Living alone isn’t awful
Sep 14, 2014
“You can’t live alone! It’s social suicide!”
OK, so maybe that isn’t exactly what Damien from “Mean Girls” says, but it’s what everyone thinks. If you’re anything like me, you start to get small heart palpitations when thinking about living arrangements for the next school year.
Grand Valley asks for your living plans in late November. At that time, you hardly know your roommate, you haven’t made any close friends in your classes yet and you certainly don’t know where you should live next year.
Making friends has never been an easy task for someone as shy as me. My anxiety shoots through the roof and I start to get sweaty when I think about meeting new people. As a freshman last year, I went into the dorms blind. My roommate was amazing, but she decided to live in her sorority house this year, so I was all by myself. Besides her, I hadn’t made many other friends throughout the rest of the year.

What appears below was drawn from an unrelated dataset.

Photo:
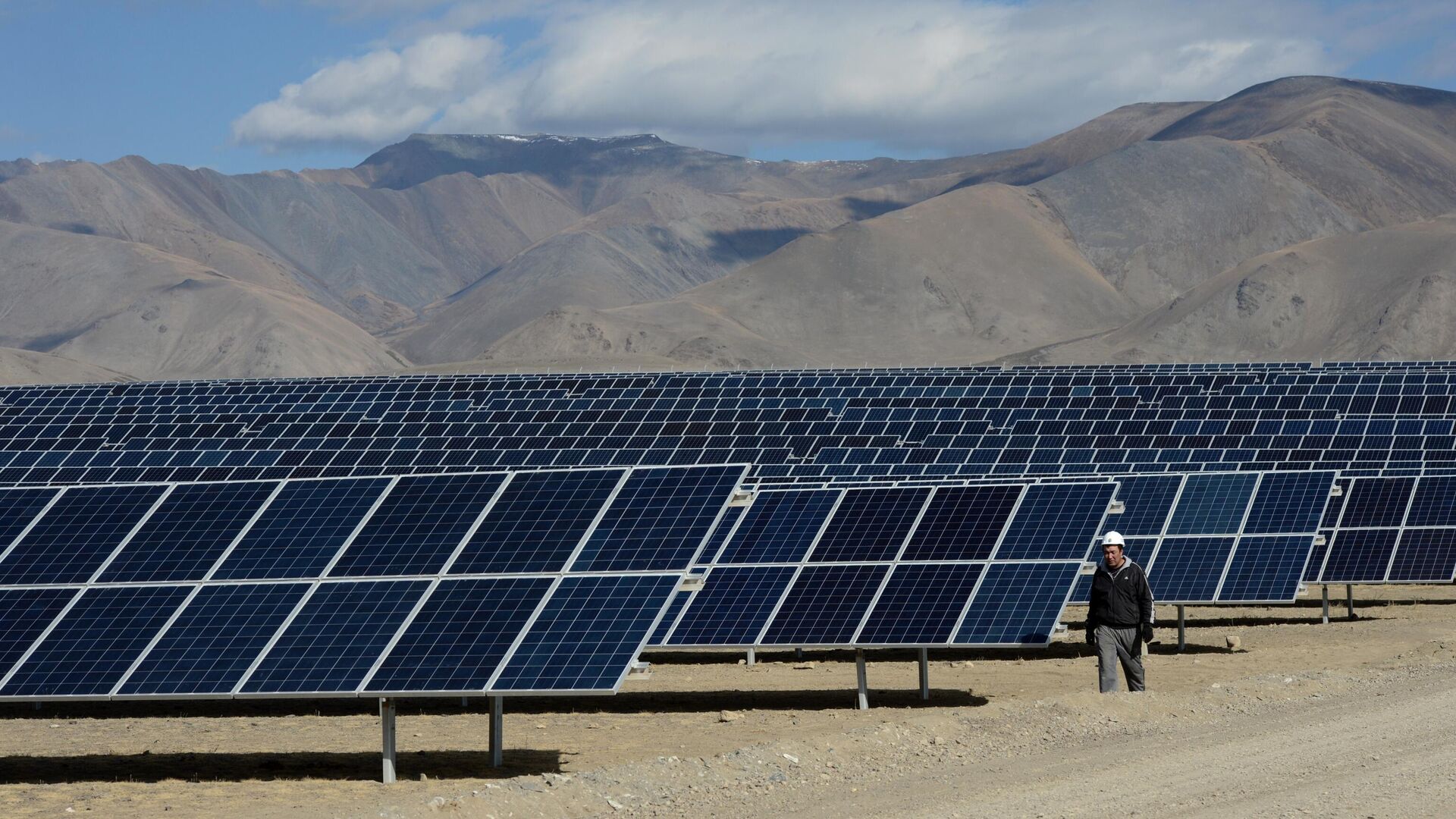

So, I made the decision to live alone this school year. I was scared… I didn’t want to be committing social suicide. I was so reluctant to move in and begged my parents not to make me go to school this semester. I finally moved in in the middle of August and it was terrifying.
But, once I moved in, I loved my apartment right away. Truth be told it was way better than I had imagined. There are a ton of things that are so much easier than living in the dorms. I don’t have to worry about coordinating who cleans the nasty shower or the smelly toilet. I can play whatever music I want and however loud I want (considering the neighbors don’t mind). I realized that living alone is not as awful as people make it seem.
I’m hardly ever in my room anyway. I’m always out at class, Kirkhof or studying at the library. Having a one-bedroom apartment almost forces me to be more social than I normally would be.
A lot of college kids will be concerned because they wouldn’t have friends to live with or roommates to party with. Then there is the lonely factor; there is no one else to talk to.
However, sometimes the silence is nice and well needed.
I won’t lie; it does suck sometimes. There are days when I wish there was someone home when I get back from a long stressful day of classes. I start to feel a little crazy because I’ll start to talk to myself. After checking with my apartment complex, I have actually contemplated getting an animal.
So to all of you who are considering living alone or really have no other option, don’t be afraid. It has its pros and cons, as does any other living situation. But just remember that living alone is actually just like having a mini party on your own every day.